Wednesday, August 26, 2009

Annals of NY Academy of Sciences paper on "Why Aging Research?"


My paper entitled "Why Aging Research?" has been accepted for publication in the Annals of the New York Academy of Sciences.

This paper was presented to this conference back in May.

Here is the abstract for the paper:

A fair system of social cooperation is one that is both rational and reasonable (John Rawls, 2001). Is it rational and reasonable for societies that (1) are vulnerable to diverse risks of morbidity (e.g. cancer, heart disease) and mortality, and (2) are constrained by limited medical resources, to prioritize aging research? In this paper I make the case for answering “yes” on both accounts. Focusing on a plausible example of an applied gerontological intervention (i.e. an anti-aging pharmaceutical), I argue that the goal of decelerating the rate of human aging would be a more effective strategy for extending the human healthspan than the current strategy of just tackling each specific disease of aging. Furthermore, the aspiration to retard human aging is also a reasonable aspiration, for the principle that underlies it (i.e. the duty to prevent harm) is one that no one could reasonably reject.


And a sample, addressing the concern that prioritizing aging research contravenes the demands of global justice:

....Rather than permit our frustrations about existing global health inequities to impede the development of new health innovations (by eschewing aging research), we should instead champion both innovation and greater access to existing (and future) health interventions. It is true that medical advancements are not equally available to everyone in the world. The benefits of the sanitation revolution, which is among one of the greatest medical advancements in human history, are still unequally accessible to the world’s 6.7 billion people. The World Health Organization estimates that 2.6 billion people lack sanitation worldwide. This is a human tragedy that ought to be rectified. However, it is also important to recognise that over 4 billion people, which is four times the size of the entire global population at the beginning of the nineteenth century, now enjoy access to the benefits of the sanitation revolution. And that is an amazing achievement.

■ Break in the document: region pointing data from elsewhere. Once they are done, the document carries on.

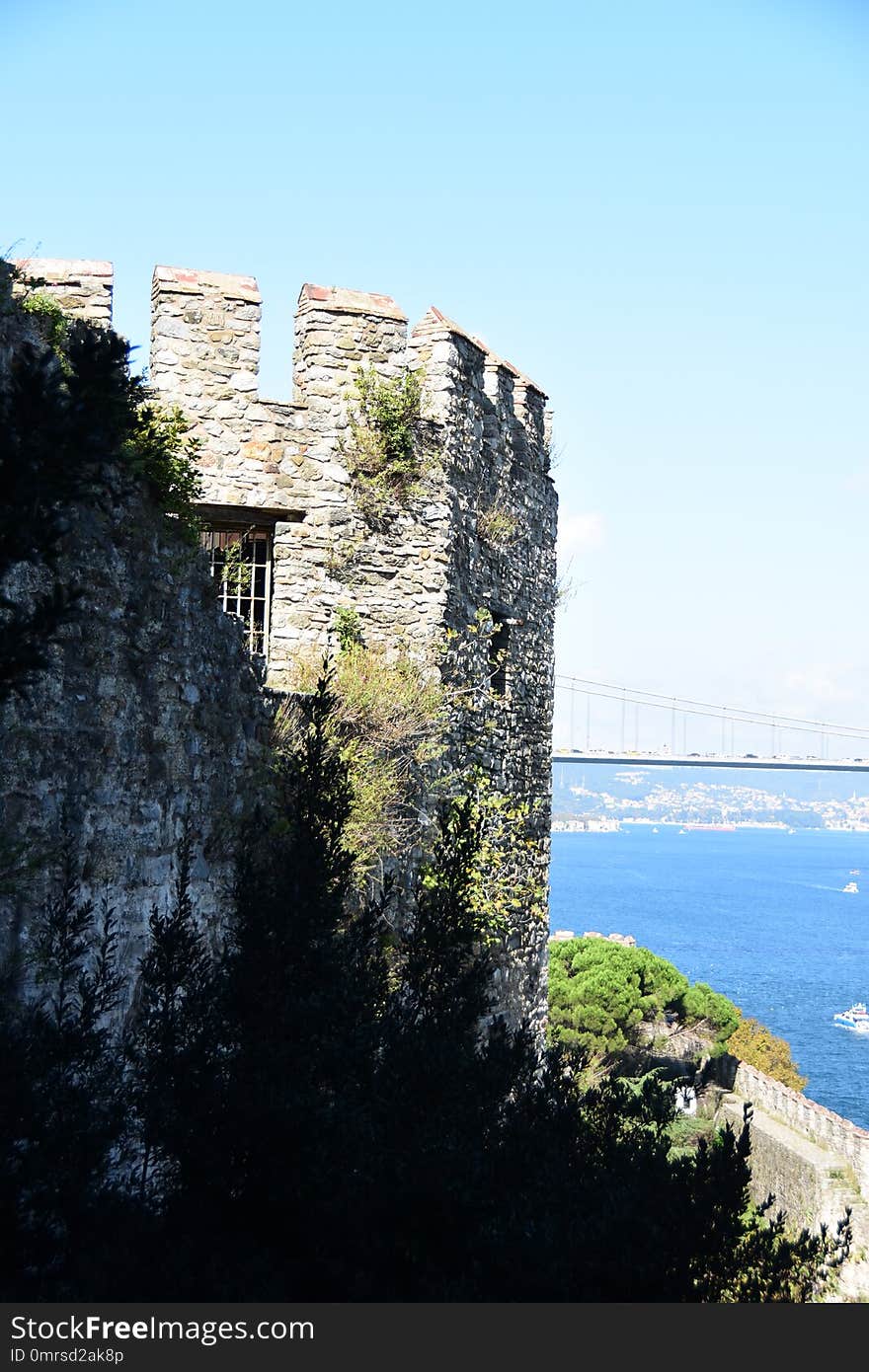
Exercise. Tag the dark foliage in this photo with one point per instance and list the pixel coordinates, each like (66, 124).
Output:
(313, 1111)
(74, 426)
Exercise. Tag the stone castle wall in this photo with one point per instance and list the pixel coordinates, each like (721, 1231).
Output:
(479, 534)
(813, 1161)
(148, 718)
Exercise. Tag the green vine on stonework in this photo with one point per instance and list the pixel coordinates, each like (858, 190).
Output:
(389, 452)
(504, 888)
(161, 452)
(497, 526)
(389, 724)
(51, 319)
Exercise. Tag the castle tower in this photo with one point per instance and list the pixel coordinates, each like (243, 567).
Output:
(470, 553)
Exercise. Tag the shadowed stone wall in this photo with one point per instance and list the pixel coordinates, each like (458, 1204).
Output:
(478, 534)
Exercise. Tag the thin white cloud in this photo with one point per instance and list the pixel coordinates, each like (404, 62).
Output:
(581, 531)
(820, 683)
(858, 483)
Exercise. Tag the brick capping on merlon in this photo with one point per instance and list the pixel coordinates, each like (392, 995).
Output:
(342, 301)
(80, 285)
(434, 320)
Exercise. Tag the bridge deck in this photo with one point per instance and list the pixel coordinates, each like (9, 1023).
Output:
(713, 760)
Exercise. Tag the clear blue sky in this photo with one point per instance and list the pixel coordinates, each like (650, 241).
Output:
(659, 211)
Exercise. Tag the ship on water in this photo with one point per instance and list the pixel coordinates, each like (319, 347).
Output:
(721, 827)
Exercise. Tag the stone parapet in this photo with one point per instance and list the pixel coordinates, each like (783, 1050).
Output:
(474, 535)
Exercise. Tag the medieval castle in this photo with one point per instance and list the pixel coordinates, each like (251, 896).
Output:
(280, 488)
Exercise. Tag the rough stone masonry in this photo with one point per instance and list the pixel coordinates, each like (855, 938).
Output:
(477, 537)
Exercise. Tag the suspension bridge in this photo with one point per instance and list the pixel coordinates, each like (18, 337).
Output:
(653, 728)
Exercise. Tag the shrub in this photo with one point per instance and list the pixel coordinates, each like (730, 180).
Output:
(752, 1043)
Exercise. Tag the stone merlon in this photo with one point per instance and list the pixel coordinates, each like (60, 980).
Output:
(472, 533)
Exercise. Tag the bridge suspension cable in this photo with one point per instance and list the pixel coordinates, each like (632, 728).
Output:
(736, 714)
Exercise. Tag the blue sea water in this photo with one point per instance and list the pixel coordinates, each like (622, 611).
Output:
(758, 914)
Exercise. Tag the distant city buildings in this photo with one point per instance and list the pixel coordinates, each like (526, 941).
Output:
(706, 802)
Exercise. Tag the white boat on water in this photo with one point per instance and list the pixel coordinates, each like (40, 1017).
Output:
(854, 1019)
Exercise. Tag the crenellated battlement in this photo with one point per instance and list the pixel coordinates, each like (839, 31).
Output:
(475, 533)
(81, 287)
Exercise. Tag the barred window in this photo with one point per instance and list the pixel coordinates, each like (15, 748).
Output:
(240, 562)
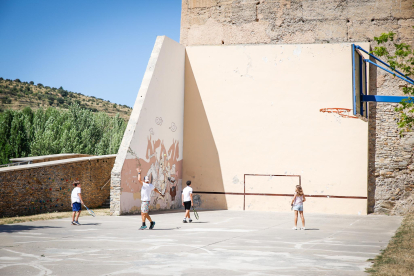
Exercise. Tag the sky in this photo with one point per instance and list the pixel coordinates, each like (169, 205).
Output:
(95, 47)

A realistic time-frame for realizing the benefits of any health innovation must take seriously the diverse logistics involved in making these benefits accessible to diverse populations. The tasks of monitoring water quality and pollution are complex and large-scale endeavours. Governments face many coordination challenges, such as enforcing compliance, for both rural and densely populated urban settings. And so the general affluence of a country, as well as its natural resources, profoundly influences the quality of sanitation it can offer its citizens. But in the case of developing an “anti-aging” pill to protect against chronic disease, there is good reason to believe that many of these obstacles will be less of a challenge.

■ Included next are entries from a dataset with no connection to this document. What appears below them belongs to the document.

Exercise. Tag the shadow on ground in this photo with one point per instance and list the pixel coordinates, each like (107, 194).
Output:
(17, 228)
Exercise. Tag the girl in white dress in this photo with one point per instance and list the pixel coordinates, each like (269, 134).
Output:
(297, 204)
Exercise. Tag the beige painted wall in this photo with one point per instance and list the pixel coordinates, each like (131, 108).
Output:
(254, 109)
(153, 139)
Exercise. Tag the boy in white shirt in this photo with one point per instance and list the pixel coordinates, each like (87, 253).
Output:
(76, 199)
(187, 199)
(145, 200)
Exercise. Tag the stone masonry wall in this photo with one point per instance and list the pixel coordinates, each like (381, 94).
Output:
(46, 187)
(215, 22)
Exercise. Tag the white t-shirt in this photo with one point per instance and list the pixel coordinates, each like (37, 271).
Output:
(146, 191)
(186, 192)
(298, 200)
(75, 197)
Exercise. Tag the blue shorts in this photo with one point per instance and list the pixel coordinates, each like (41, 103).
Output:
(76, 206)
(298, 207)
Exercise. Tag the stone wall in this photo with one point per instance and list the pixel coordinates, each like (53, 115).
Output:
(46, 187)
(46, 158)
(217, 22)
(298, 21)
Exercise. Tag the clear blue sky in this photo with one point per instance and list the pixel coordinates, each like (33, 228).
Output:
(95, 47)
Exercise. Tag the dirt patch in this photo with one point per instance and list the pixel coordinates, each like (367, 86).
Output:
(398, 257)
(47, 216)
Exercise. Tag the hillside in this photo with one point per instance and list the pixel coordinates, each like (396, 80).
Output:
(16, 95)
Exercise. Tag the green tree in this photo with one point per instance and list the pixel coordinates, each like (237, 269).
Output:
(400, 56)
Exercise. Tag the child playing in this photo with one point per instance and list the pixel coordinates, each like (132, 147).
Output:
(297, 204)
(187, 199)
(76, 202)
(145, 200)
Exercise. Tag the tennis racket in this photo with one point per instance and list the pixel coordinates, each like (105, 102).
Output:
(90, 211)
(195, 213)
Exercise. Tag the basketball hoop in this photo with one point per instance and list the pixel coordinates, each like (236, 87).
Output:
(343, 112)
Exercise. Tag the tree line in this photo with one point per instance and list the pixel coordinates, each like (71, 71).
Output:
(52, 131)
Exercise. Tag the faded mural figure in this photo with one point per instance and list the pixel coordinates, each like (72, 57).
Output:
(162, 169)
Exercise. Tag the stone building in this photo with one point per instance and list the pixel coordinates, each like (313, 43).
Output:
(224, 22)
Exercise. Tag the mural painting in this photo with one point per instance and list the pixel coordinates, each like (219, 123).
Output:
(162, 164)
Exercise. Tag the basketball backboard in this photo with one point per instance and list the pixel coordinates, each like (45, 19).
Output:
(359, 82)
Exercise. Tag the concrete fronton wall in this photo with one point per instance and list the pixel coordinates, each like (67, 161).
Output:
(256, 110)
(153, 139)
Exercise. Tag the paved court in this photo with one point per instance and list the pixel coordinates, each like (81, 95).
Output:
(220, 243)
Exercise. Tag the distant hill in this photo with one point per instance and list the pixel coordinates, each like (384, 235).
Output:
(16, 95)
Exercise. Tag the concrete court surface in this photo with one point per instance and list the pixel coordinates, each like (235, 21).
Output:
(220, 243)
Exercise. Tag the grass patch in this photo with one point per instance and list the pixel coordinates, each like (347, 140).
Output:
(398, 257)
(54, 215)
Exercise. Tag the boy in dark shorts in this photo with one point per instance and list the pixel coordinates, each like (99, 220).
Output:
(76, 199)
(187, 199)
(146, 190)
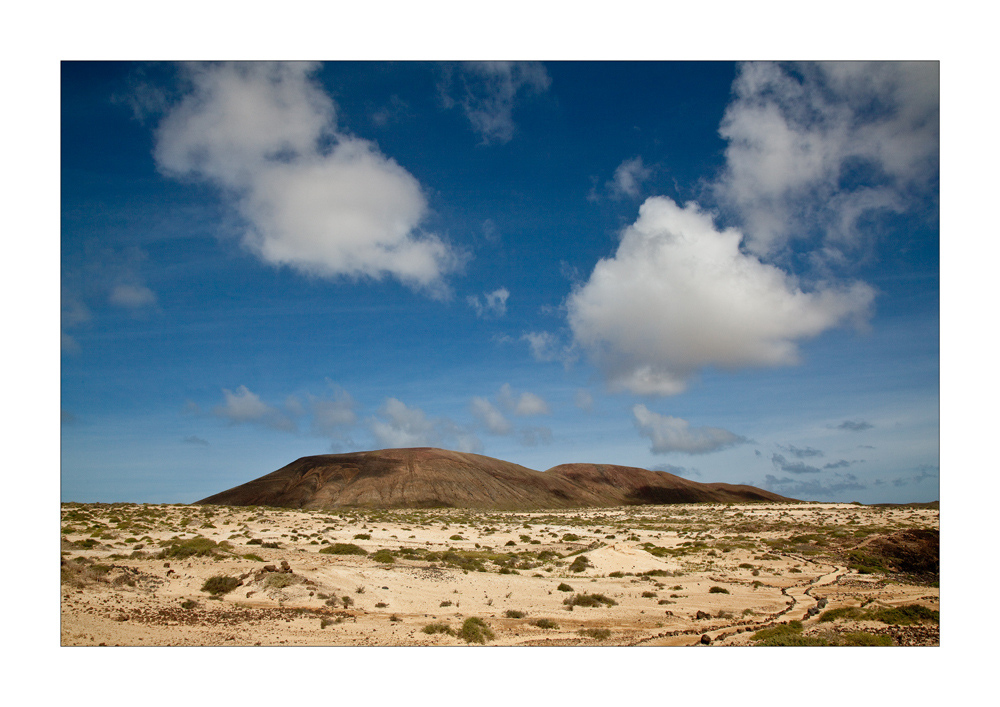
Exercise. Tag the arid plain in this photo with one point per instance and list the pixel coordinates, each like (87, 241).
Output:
(663, 575)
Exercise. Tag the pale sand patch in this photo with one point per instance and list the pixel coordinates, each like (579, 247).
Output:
(413, 590)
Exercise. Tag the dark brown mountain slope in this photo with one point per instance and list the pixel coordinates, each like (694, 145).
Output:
(426, 477)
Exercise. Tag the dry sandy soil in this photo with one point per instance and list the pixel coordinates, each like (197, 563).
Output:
(135, 575)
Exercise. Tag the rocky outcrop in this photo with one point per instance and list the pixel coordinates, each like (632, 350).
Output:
(427, 478)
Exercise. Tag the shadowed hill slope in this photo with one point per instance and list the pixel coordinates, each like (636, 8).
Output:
(428, 478)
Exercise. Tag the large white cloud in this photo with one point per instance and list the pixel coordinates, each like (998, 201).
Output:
(815, 147)
(679, 295)
(319, 201)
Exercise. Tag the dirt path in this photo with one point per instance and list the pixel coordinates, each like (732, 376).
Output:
(801, 606)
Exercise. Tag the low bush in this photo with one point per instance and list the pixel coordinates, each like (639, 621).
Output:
(589, 600)
(863, 638)
(431, 629)
(343, 549)
(475, 630)
(220, 584)
(544, 623)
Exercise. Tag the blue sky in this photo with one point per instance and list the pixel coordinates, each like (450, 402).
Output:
(727, 271)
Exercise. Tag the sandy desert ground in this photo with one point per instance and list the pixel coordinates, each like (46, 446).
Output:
(678, 575)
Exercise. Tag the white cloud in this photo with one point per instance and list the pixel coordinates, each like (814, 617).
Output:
(533, 436)
(546, 346)
(260, 131)
(490, 416)
(628, 177)
(132, 296)
(332, 417)
(817, 146)
(679, 295)
(488, 91)
(402, 426)
(244, 406)
(494, 303)
(525, 405)
(672, 434)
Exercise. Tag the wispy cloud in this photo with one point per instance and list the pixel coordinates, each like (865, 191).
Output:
(815, 489)
(488, 91)
(627, 180)
(525, 404)
(801, 453)
(244, 406)
(490, 416)
(818, 146)
(680, 295)
(493, 303)
(400, 426)
(132, 296)
(583, 400)
(854, 425)
(313, 198)
(672, 434)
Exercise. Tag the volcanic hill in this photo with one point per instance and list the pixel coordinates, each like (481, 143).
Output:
(425, 477)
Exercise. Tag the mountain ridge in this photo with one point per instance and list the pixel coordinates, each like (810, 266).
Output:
(427, 477)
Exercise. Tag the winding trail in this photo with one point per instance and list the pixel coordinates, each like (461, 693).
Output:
(801, 605)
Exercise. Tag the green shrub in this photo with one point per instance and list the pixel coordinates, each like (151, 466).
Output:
(845, 612)
(431, 629)
(589, 600)
(544, 623)
(220, 584)
(905, 615)
(280, 580)
(343, 549)
(863, 638)
(475, 630)
(194, 547)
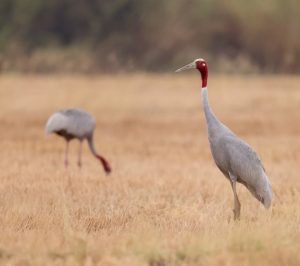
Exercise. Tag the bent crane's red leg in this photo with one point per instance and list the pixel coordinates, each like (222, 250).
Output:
(105, 164)
(237, 204)
(66, 154)
(79, 154)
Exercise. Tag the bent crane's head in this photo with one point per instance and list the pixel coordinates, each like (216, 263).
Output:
(199, 64)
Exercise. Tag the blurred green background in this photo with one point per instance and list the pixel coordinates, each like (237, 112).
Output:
(150, 35)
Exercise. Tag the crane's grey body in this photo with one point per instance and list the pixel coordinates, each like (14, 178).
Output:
(75, 123)
(235, 158)
(71, 123)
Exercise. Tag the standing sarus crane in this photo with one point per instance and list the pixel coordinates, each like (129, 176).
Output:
(75, 124)
(234, 157)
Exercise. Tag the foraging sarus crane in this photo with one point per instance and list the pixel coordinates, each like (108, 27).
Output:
(75, 124)
(234, 157)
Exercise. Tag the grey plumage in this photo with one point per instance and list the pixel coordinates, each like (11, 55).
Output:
(234, 157)
(75, 123)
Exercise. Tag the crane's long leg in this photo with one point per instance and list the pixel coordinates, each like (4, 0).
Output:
(79, 154)
(66, 154)
(237, 204)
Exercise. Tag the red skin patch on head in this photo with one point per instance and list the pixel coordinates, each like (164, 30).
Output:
(201, 65)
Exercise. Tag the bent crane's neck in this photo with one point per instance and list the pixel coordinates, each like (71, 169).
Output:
(213, 124)
(90, 140)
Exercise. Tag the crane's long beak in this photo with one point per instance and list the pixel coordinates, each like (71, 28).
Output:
(188, 66)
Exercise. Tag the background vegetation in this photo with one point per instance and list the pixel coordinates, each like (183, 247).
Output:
(153, 35)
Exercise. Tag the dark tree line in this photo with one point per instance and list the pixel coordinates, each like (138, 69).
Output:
(95, 35)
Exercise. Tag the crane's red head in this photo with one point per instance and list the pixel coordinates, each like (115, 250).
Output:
(199, 64)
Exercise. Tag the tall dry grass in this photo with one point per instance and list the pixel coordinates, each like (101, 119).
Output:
(165, 202)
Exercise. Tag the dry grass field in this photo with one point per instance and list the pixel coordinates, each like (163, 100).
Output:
(165, 202)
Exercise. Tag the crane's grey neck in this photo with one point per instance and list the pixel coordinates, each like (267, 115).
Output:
(213, 124)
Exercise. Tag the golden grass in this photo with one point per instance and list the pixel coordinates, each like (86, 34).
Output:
(165, 202)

Unlike sanitation, the main costs associated with the development of an anti-aging pill will most likely be with research and development, rather than the manufacturing and dispersion of such a pill. So I believe there is good reason to be optimistic that such an anti-aging intervention could be enjoyed by most of the world’s population in a relatively short time from when it is first developed. Especially if we make, as we ought to, the commitment to retard human aging a global, and not just domestic, health priority.